# TRAINING BIGRAM MODEL - Part 1

## Code for the tokenizer

Language models work most best when text inputs are broken down into basic units, called tokens. 

For this simple bigram, the tokens can be the individual letters of words.

The tokenizer function below will first take each character and convert it into an integer as a numerical representation, which forms the token to train the bigram.

In [3]:
def tokenizer():

    # Store the content of"Wizard of Oz" into the variable, book.
    with open("./wizardOfOz/pg22566_edited.txt", "r", encoding="utf-8") as f:
        book = f.read()
        f.close()

    # Collect the unique characters that appear in the book.
    chars = sorted(set(book))

    # Assign a integer value to each character.
    tokens = []
    meaning = -1
    for i in chars:
        meaning += 1
        tokens.append(meaning)
    
    # Link character with integer meaning.
    mapping = dict(zip(chars, tokens))

    # take input from user
    text = input("What is the phrase to convert? ")
    tokenized = []
    for i in text:
        tokenized.append(mapping[i])
    
    return tokenized

In [4]:
tokenizer()

What is the phrase to convert?  TOKENS


[44, 39, 35, 29, 38, 43]

## Code breakdown

Open the book, "Dorothy and the Wizard of Oz" and store the contents inside a string variable, named book.

In [6]:
with open("./wizardOfOz/pg22566_edited.txt", "r", encoding="utf-8") as f:
    # Store the book in a string variable, book.
    book = f.read()
    f.close()

Convert book from a string into a set element, in order to remove duplicate values such that each unique letter in the book is collected.

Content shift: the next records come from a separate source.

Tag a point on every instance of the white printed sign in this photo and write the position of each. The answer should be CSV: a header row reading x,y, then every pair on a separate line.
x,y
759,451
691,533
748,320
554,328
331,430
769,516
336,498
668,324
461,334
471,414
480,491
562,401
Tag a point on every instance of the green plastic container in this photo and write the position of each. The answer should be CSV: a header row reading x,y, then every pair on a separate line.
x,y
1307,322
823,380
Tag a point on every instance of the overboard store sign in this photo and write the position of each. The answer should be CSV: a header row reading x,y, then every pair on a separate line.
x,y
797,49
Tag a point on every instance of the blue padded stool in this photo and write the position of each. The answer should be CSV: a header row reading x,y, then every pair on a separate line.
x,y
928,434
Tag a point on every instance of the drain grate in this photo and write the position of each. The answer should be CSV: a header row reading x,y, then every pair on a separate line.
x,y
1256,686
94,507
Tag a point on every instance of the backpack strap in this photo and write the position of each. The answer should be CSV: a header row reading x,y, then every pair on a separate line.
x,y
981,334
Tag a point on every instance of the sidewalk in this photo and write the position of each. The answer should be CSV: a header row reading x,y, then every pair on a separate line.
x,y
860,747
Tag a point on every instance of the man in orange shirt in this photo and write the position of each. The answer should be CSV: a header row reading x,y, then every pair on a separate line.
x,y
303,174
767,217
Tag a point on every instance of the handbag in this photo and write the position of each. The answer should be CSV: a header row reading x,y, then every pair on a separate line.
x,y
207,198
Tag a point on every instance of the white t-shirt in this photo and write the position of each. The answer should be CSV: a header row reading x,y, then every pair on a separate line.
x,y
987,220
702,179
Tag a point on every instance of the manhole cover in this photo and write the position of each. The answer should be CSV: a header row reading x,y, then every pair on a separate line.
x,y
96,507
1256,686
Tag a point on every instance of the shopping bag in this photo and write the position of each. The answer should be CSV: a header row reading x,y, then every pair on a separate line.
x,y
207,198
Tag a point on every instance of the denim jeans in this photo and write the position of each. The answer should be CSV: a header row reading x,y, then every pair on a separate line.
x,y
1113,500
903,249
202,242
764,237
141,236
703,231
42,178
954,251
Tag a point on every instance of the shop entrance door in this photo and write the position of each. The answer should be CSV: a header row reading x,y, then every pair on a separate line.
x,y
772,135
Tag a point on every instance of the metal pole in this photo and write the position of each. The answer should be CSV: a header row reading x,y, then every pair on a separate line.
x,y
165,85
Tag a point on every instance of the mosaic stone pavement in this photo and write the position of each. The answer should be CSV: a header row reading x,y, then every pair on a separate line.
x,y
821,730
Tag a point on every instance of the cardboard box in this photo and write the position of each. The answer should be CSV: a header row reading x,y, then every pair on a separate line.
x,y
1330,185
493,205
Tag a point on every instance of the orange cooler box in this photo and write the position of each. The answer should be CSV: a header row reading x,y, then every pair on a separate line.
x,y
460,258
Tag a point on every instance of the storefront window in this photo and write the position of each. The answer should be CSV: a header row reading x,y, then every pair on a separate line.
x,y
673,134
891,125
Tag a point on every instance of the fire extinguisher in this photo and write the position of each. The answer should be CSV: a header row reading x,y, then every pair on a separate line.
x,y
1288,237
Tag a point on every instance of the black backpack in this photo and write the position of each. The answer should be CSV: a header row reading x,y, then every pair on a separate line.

Since set() doesn't list results alphabetically, use sorted() to do so.

In [7]:
chars = sorted(set(book))

print("These are the characters that appeared at least once in Wizard of Oz.\n")

print(chars)

These are the characters that appeared at least once in Wizard of Oz.

['\n', ' ', '!', '"', '&', "'", '(', ')', '*', ',', '-', '.', '0', '1', '2', '3', '4', '5', '6', '7', '8', '9', ':', ';', '?', 'A', 'B', 'C', 'D', 'E', 'F', 'G', 'H', 'I', 'J', 'K', 'L', 'M', 'N', 'O', 'P', 'Q', 'R', 'S', 'T', 'U', 'V', 'W', 'X', 'Y', 'Z', '[', ']', '_', 'a', 'b', 'c', 'd', 'e', 'f', 'g', 'h', 'i', 'j', 'k', 'l', 'm', 'n', 'o', 'p', 'q', 'r', 's', 't', 'u', 'v', 'w', 'x', 'y', 'z']


Assign each of these chracters with an integer value.

In [8]:
tokens = []
meaning = -1
for i in chars:
    meaning += 1
    tokens.append(meaning)
print(tokens)

[0, 1, 2, 3, 4, 5, 6, 7, 8, 9, 10, 11, 12, 13, 14, 15, 16, 17, 18, 19, 20, 21, 22, 23, 24, 25, 26, 27, 28, 29, 30, 31, 32, 33, 34, 35, 36, 37, 38, 39, 40, 41, 42, 43, 44, 45, 46, 47, 48, 49, 50, 51, 52, 53, 54, 55, 56, 57, 58, 59, 60, 61, 62, 63, 64, 65, 66, 67, 68, 69, 70, 71, 72, 73, 74, 75, 76, 77, 78, 79]


The dictionary data type using key-value pairs is the most suitable for mapping characters to their integer tokens.

To convert characters and token lists into a dictionary, use zip function to pair the values together, then use dict() function on the resulting zip object. (Read Basic Reminders section.)

In [20]:
# Combine chars and token list into a zip object.
map = zip(chars, tokens)

# Visualize the zip object as a tuple.
print(tuple(map))

(('\n', 0), (' ', 1), ('!', 2), ('"', 3), ('&', 4), ("'", 5), ('(', 6), (')', 7), ('*', 8), (',', 9), ('-', 10), ('.', 11), ('0', 12), ('1', 13), ('2', 14), ('3', 15), ('4', 16), ('5', 17), ('6', 18), ('7', 19), ('8', 20), ('9', 21), (':', 22), (';', 23), ('?', 24), ('A', 25), ('B', 26), ('C', 27), ('D', 28), ('E', 29), ('F', 30), ('G', 31), ('H', 32), ('I', 33), ('J', 34), ('K', 35), ('L', 36), ('M', 37), ('N', 38), ('O', 39), ('P', 40), ('Q', 41), ('R', 42), ('S', 43), ('T', 44), ('U', 45), ('V', 46), ('W', 47), ('X', 48), ('Y', 49), ('Z', 50), ('[', 51), (']', 52), ('_', 53), ('a', 54), ('b', 55), ('c', 56), ('d', 57), ('e', 58), ('f', 59), ('g', 60), ('h', 61), ('i', 62), ('j', 63), ('k', 64), ('l', 65), ('m', 66), ('n', 67), ('o', 68), ('p', 69), ('q', 70), ('r', 71), ('s', 72), ('t', 73), ('u', 74), ('v', 75), ('w', 76), ('x', 77), ('y', 78), ('z', 79))


In [22]:
# Convert the zip object into a dictionary.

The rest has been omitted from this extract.